I recently saw the movie Inside Out. If you haven’t seen it, don’t worry, this isn’t a spoiler. The basic premise is how a child’s emotions—joy, sadness, fear, anger, and disgust—interact and change. Part of the storyline shows interaction between Joy and Sadness. Viewers quickly learn that Joy thinks Sadness should take a back seat in the child’s everyday life.

I grew up in a church environment where the pastor routinely said from the pulpit “I’ve never had a blue day.”

As a child when I heard this comment I often wondered how my pastor was immune to the pain and heartache I’d experienced. Did God love him more? Did God know I wasn’t going to be as good a Christian as my pastor, so He wasn’t that concerned about my hurts and wounds? I wondered if He (God) simply wanted me to get over it all. “Pull yourself up by your bootstraps and go on” I recall hearing many times from a pastor.

Was that what God wanted me to do? Never hurt? Never be affected by the actions of others?

Maybe being Teflon-coated was what being a Christian was all about. Everything—heartache, pain, sorrow, grief, frustration, anger, discouragement—were all supposed to simply slide off me.

Was a victorious Christian life an unaffected life?

When I met the man I married, suddenly I found someone with whom I could share every pain, every emotion. And I was that for him.

As I grew older and studied Jesus, I realized “Jesus wept” isn’t merely the shortest verse in the Bible, it contains His humanity. Jesus hurt with people. He hurt for people. Jesus cried with others, even when He knew their pain would soon be over.

Jesus felt for people. He lived Romans 12:15 (ESV) “Rejoice with those who rejoice, weep with those who weep,” and He lived Galatians 6:2 (ESV) “Bear one another's burdens, and so fulfill the law of Christ.”

Still, I’ve caught myself trying to be a cheerleader when my mate is down.
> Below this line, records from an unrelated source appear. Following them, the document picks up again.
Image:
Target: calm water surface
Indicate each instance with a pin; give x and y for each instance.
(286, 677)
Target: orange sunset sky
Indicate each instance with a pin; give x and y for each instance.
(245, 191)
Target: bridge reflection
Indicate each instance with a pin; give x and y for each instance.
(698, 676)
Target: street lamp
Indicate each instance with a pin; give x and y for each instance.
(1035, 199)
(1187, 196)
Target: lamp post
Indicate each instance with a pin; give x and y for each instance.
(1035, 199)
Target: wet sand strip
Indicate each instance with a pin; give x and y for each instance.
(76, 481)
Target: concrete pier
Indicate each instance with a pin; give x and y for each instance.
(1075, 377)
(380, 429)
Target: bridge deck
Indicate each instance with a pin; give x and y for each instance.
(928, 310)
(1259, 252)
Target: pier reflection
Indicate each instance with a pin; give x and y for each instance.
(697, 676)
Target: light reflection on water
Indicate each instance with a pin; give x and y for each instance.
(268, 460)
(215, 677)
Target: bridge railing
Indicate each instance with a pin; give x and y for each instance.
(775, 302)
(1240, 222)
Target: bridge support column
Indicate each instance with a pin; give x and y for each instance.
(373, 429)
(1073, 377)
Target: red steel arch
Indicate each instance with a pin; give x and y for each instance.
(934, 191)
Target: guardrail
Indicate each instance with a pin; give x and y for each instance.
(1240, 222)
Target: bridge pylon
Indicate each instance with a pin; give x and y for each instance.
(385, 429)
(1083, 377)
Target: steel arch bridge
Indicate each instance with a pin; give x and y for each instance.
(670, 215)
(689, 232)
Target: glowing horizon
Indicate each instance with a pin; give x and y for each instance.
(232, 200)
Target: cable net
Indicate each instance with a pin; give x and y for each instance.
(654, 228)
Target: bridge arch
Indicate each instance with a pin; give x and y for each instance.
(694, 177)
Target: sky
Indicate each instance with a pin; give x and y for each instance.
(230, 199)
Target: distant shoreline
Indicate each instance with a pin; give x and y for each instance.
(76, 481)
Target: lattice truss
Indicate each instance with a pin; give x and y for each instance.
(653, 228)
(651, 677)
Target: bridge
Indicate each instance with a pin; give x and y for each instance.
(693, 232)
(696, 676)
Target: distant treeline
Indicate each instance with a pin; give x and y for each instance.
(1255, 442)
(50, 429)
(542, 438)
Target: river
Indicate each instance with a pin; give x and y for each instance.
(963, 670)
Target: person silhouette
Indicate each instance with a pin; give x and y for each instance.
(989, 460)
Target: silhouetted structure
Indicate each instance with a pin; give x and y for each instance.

I’m guilty of not sharing his grief and pain. I’m guilty of not weeping with him.

Yes, there’s a place for encouragement. And yes, wallowing in self-pity and refusing to process grief are both unhealthy.

But when we’re hurting, what we really need is someone to help us carry the burden. Someone who will try to identify with our pain, someone who doesn’t resent it. Someone who will go there with us, as Jesus did for Mary and Martha after their brother died.

Do you have more sympathy for a friend’s struggles than for your mate’s? Is it easy to tune out your mate’s needs and hurts?

What burden can you help your mate carry today? Won’t you demonstrate this part of Christ’s character and weep when your mate weeps?

Be a safe place for your mate to fall. Be a safe ear. A safe embrace.

Help your mate carry his or her heaviest burden.